The benefits of this new job were considerable.  She worked in an office where she performed tasks such as registering new arrivals, maintaining records, and designing the prisoners’ uniforms.  She received extra food rations, was allowed to shower regularly, wore better clothes with no armband, and, most importantly, was allowed to venture outside the women’s section.

Despite all these benefits Spitzer was never a collaborator or even a dreaded kapo.  Rather, according to Konrad Kwiet, a professor at the University of Sydney and noted historian and Holocaust scholar,  through her access to camp records, she was able to manipulate to records to reassign prisoners to more favorable jobs, prevent or delay transports, and most significantly, provide information to resistance groups in the area.

As Blankfeld tells it, Spitzer had spotted Wisner at the “Sauna” and contrived to set up a meeting in a secluded spot.  Following the initial meeting they began to meet on a regular basis.  Their clandestine meetings were always abetted by other prisoners who Spitzer bribed to watch over them and warn them if a guard were approaching.  They became lovers, and even hatched a plan to meet up in Warsaw after the war (if they both survived).

To make a long story short, even though they both survived the war they never managed to meet as planned – for 72 years.  Their survival skills and, yes, luck, continued after they left Auschwitz.

In December 1944 Wisner was transferred to Dachau.  Later, he was part of the notorious Dachau “death march.”  In a vain effort to elude the American and Russian armies, some 7,000 prisoners were force-marched from Dachau to another camp, Tegernsee.  Any prisoners who could not keep up were summarily shot or bayonetted.  At one point, Wisnia obtained a hand shovel, which he used to kill a guard and escape.  The next day, while hiding in a barn he heard some troops approaching.  He ran to them not knowing if they were American (good) or Russian (bad).  Luckily for him, they were American (101st Airborne).

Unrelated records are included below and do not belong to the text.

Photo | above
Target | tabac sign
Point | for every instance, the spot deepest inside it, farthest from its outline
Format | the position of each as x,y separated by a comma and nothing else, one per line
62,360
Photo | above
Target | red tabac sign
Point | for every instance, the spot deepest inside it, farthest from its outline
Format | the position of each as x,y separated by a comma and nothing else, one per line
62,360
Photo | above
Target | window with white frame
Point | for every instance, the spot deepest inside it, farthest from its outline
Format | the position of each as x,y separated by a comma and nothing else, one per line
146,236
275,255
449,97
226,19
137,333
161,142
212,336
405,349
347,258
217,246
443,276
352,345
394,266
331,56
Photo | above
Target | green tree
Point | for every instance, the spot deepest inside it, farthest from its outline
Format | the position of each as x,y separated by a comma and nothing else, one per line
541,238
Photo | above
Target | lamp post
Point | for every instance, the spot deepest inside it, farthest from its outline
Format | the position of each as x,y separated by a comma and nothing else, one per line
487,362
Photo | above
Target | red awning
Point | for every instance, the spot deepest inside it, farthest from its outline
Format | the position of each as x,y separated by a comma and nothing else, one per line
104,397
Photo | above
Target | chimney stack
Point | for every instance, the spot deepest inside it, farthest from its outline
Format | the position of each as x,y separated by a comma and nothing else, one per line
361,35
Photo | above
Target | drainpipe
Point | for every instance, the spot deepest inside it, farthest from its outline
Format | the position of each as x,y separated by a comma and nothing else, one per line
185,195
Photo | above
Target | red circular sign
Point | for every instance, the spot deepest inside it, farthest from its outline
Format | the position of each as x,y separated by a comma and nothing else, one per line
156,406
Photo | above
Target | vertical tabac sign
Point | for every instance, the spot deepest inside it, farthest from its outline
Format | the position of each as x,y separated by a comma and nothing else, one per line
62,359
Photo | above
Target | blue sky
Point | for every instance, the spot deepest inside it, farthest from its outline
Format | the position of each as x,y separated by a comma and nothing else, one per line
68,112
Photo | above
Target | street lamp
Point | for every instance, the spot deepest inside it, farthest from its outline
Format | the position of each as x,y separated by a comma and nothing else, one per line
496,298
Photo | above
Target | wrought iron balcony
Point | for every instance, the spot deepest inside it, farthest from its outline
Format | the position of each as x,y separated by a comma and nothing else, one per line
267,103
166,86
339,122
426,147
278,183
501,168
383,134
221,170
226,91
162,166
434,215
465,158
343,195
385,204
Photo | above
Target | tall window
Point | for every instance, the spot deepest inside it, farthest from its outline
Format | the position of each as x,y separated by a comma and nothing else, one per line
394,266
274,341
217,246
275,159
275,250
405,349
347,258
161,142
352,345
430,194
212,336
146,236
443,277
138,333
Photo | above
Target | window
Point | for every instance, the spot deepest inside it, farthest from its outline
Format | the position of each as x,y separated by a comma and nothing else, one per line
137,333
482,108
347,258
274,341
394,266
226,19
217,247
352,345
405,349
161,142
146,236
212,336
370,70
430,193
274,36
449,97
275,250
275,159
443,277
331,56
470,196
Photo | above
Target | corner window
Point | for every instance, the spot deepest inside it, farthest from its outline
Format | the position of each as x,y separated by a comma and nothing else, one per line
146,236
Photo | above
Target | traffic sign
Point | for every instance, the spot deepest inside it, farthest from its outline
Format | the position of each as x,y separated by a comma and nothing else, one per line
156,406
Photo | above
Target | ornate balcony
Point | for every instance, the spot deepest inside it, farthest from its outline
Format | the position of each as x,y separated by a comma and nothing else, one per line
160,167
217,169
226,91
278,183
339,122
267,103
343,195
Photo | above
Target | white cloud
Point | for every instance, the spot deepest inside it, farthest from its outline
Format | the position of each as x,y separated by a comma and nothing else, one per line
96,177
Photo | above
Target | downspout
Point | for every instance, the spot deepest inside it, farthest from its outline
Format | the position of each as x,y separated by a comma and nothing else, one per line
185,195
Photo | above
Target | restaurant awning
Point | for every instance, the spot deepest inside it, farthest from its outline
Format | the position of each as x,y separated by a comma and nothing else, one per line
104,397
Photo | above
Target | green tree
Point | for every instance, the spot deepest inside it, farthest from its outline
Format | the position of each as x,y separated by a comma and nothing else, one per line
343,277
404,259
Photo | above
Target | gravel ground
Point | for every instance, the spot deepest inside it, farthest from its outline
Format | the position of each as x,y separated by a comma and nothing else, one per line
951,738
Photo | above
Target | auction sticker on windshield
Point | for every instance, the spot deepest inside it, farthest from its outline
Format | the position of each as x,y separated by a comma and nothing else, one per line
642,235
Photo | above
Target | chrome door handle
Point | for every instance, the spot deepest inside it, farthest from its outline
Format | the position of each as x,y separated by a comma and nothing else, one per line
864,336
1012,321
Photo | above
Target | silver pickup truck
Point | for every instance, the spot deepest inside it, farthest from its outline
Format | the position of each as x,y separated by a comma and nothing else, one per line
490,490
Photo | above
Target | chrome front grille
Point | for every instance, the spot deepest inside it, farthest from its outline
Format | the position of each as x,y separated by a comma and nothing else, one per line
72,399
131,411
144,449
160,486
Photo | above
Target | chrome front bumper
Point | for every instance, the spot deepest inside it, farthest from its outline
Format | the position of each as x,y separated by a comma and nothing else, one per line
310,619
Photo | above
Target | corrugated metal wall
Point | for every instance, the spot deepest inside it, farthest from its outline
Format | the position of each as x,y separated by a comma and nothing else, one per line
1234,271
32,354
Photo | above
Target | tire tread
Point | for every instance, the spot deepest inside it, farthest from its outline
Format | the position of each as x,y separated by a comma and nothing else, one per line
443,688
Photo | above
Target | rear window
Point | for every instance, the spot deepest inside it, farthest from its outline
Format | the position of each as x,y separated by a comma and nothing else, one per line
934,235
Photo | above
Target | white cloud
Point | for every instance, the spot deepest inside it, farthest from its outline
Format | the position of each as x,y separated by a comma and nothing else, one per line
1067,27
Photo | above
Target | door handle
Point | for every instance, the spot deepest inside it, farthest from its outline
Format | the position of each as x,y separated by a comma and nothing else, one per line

The troops took him with them and basically “adopted” him.  They fed him, clothed him, and taught him how to shoot a rifle.  Due to his knowledge of German he became their interpreter.  In a delicious irony he participated in interrogations of captured Germans, which often got contentious.  “Our boys were not so nice to the SS,” he remembered.

After the war, eventually Wisnia made his way to America.  He married, settled in the Philadelphia area, raised four children who gave him six grandchildren, and carved out a nice career as a cantor.  He never made it to Warsaw.

Years later, a fellow former prisoner told him Spitzer was alive and living in Manhattan.  This friend arranged a meeting.  Wisnia drove two hours from Levittown, PA, where he was living, to Manhattan to meet her.  She never showed up.  Perhaps, her reluctance was because she was married at the time.

Spitzer was one of the last prisoners to leave Auschwitz.  She was transferred first to Ravensbruck and then to Malchow.  Finally, she was forcibly evacuated in a “death march.”  She escaped by ingeniously removing the identifying red stripe from her clothing and blending in with the local population.  For a time, she helped smuggle Jewish refugees to Palestine.  Eventually, she ended up at a displaced persons’ camp in the American zone of Germany called Feldafing.  There she met Erwin Tichauer, the camp’s acting police chief and a UN security officer.  They married in September 1945.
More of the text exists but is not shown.